Trochę... Nie kumał. Czemu Czereśniowa Łapa bała się wody? Przecież nie była ona straszna! Tatuś czasem go przestrzegał, że rzeka potrafi być zdradliwa i by brodząc się na płyciźnie nie odchodził za daleko, ale on sam nie widział żadnych wad. Przecież woda była tak przyjemnie chłodna i idealna do zabawy! Kochał się w niej pluskać i ochlapywać rodzeństwo, a później uciekać przed wkurzonymi pyszczkami ile sił w małych łapkach.
— Ale dlacego? — dopytał Szałwik, przechylając nieco łebek.
— Wiesz... Ja sama nie wiem — przyznała nieśmiało. — Może to przez to, że wpadłam do niej, gdy byłam jeszcze kociakiem.
Malec zamrugał.
— To chyba nie jest takie złe! Wiesz, ja parę lazy tez skończyłem z pyszczkiem w mule... — Uciekł od niej wzrokiem, a jego wąsy zadrgały z rozbawienia. No, nie było to takie przyjemne... Lecz to nie sprawiało, że nie lubił wody! Wręcz przeciwnie, poprzysięgał wtedy, że jeszcze będzie najlepszym pływakiem; tak, by już nigdy się nie poślizgnąć! — Ja się nie mogę docekać, aż zostanę uczniem i będę mógł zacząć wypływać dalej niż na kilka kocięcych kloków! — Nagle urwał. — Ale nic złego w tym, że tego nie lubisz!
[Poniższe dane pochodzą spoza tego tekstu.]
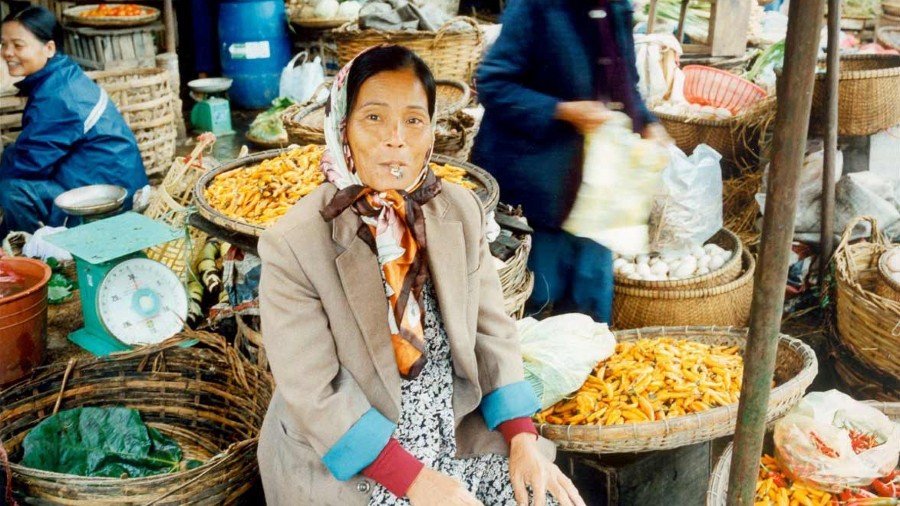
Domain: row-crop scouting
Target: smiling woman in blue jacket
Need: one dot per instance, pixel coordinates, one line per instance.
(552, 76)
(72, 135)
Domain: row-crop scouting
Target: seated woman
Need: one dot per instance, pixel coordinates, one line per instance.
(399, 375)
(72, 135)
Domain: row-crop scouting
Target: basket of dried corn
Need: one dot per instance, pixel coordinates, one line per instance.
(667, 387)
(251, 193)
(866, 322)
(208, 398)
(773, 488)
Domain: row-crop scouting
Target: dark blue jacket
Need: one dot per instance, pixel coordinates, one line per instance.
(72, 133)
(546, 54)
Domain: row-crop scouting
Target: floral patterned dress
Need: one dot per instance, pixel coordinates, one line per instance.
(426, 426)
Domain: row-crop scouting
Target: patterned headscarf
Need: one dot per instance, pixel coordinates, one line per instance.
(391, 223)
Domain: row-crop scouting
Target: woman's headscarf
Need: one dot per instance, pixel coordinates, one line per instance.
(392, 224)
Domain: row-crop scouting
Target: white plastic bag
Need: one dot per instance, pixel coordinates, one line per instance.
(299, 82)
(560, 352)
(622, 174)
(813, 445)
(689, 209)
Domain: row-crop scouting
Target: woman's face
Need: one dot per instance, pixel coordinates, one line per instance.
(24, 53)
(389, 130)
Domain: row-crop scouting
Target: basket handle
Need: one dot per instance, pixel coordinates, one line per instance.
(479, 36)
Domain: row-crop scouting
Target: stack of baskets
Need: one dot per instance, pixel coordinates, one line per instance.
(864, 339)
(305, 123)
(796, 367)
(146, 101)
(720, 298)
(170, 204)
(738, 139)
(868, 88)
(717, 493)
(452, 52)
(208, 398)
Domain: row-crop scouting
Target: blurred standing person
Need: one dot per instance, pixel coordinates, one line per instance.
(553, 75)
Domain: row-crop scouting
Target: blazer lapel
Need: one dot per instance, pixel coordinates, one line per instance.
(447, 262)
(360, 277)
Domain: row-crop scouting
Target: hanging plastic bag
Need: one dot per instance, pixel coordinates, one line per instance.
(689, 210)
(622, 173)
(832, 442)
(299, 82)
(560, 352)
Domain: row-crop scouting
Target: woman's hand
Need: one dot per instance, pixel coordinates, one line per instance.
(527, 466)
(657, 132)
(434, 488)
(586, 116)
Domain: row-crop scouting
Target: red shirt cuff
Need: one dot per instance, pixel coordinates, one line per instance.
(395, 468)
(516, 426)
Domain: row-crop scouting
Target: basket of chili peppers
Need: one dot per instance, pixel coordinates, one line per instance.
(853, 465)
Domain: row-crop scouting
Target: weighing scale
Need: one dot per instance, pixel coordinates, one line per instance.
(127, 299)
(211, 113)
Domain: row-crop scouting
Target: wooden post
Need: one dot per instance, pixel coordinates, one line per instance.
(795, 87)
(828, 175)
(169, 21)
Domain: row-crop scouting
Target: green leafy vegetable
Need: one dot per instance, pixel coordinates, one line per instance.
(101, 442)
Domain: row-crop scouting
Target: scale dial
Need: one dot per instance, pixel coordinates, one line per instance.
(141, 301)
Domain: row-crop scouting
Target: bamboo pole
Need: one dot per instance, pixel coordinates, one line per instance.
(795, 87)
(828, 175)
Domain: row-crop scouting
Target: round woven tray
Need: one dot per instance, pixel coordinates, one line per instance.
(488, 191)
(450, 53)
(73, 15)
(717, 493)
(866, 322)
(724, 305)
(889, 36)
(796, 367)
(885, 286)
(725, 274)
(207, 398)
(868, 88)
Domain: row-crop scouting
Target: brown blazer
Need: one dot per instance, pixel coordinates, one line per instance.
(325, 329)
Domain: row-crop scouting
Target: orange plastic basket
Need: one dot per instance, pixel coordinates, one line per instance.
(718, 88)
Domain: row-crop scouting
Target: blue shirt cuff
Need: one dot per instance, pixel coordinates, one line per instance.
(359, 446)
(508, 402)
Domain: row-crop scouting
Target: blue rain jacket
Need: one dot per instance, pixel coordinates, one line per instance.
(72, 134)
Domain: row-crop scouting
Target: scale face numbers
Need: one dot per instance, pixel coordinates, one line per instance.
(141, 301)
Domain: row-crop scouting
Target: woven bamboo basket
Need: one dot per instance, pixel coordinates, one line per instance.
(305, 123)
(723, 305)
(858, 378)
(866, 322)
(73, 15)
(717, 493)
(488, 191)
(516, 280)
(209, 399)
(885, 285)
(868, 88)
(725, 274)
(889, 37)
(170, 204)
(450, 53)
(796, 367)
(147, 103)
(737, 139)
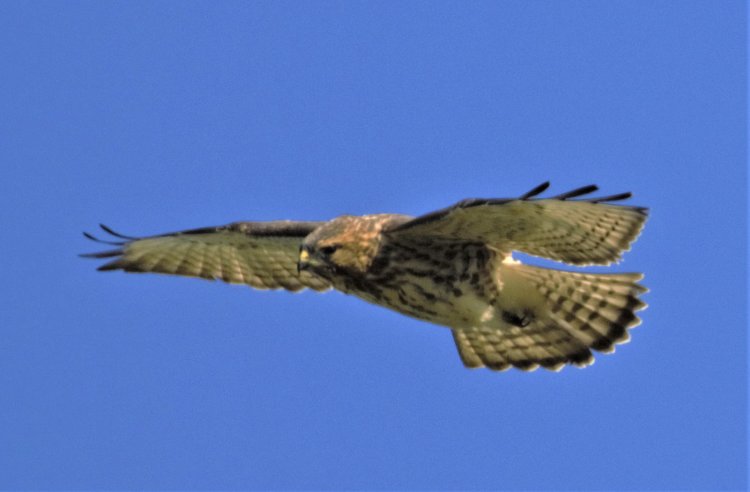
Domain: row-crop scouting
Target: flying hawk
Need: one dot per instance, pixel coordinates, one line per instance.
(452, 267)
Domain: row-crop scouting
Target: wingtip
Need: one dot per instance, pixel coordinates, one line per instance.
(535, 191)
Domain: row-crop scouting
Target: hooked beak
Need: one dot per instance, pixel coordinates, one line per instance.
(304, 261)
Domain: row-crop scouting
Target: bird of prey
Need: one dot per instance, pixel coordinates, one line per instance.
(452, 267)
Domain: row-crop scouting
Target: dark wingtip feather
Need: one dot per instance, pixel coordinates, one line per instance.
(116, 234)
(102, 254)
(535, 191)
(96, 239)
(612, 198)
(584, 190)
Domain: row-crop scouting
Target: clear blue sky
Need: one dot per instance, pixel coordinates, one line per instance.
(160, 116)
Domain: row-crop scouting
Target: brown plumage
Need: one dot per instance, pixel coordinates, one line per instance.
(452, 267)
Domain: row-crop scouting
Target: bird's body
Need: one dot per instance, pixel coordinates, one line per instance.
(452, 267)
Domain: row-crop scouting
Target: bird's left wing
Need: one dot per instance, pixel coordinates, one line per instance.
(263, 255)
(577, 231)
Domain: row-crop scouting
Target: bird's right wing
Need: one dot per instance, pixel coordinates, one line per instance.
(263, 255)
(589, 231)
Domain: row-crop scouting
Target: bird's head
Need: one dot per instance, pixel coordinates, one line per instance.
(345, 244)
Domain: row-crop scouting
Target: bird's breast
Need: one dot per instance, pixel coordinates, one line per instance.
(446, 283)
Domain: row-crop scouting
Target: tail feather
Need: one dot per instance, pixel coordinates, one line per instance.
(574, 313)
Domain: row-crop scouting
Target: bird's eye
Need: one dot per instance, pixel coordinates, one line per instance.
(328, 250)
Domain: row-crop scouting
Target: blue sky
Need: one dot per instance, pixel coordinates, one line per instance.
(160, 116)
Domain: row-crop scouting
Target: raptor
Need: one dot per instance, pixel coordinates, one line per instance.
(452, 267)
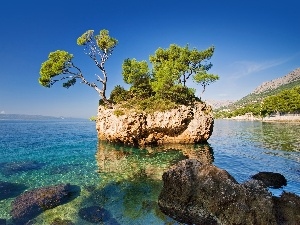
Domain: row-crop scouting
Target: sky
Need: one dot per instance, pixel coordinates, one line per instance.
(255, 41)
To tak jak z rybkami, ktoś woli pstrągi, ktoś płotki, a inny jeszcze jazie — zakończył w końcu swój wywód, zdając sobie sprawę, że strasznie się rozgadał.
Czereśniowa Łapa cierpliwie słuchała wszystkiego, co jej mały kompan miał do powiedzenia. Uśmiechnęła się delikatnie na jego ostatnie słowa.
— Tak, prawda.
— Na pewno jest wiele rzeczy w których jesteś dobra! — zapewnił. — Przecież trening to masa różnych rzeczy! Polowanie, walka, poznawanie lasu... Co tam jakieś pływanie! — Rozmarzył się na moment. Uciekał myślami do czasów, gdy w końcu będzie taki jak Czereśnia, będzie mógł robić wszystko to, co inni uczniowie! Już nudził się tym obozowiskiem, a wizja posiadania wspaniałego mentora tylko bardziej go ekscytowała.
— Oczywiście, że tak. W końcu i tego się nauczę. Bądź co bądź, nie mam innego wyboru. — Delikatnie się zaśmiała. — Jeśli nie chcę znów zostać wyławiana...
— Czekaj! — przerwał jej nagle Szałwik. — Wpadłaś aż tak? Kuna też? Kiedy to się stało? Gdybym ja zrobił coś takiego, to mama by mnie ze żłobka nie wypuściła już aż do mianowania! — miauknął, zasypując uczennicę gradem pytań.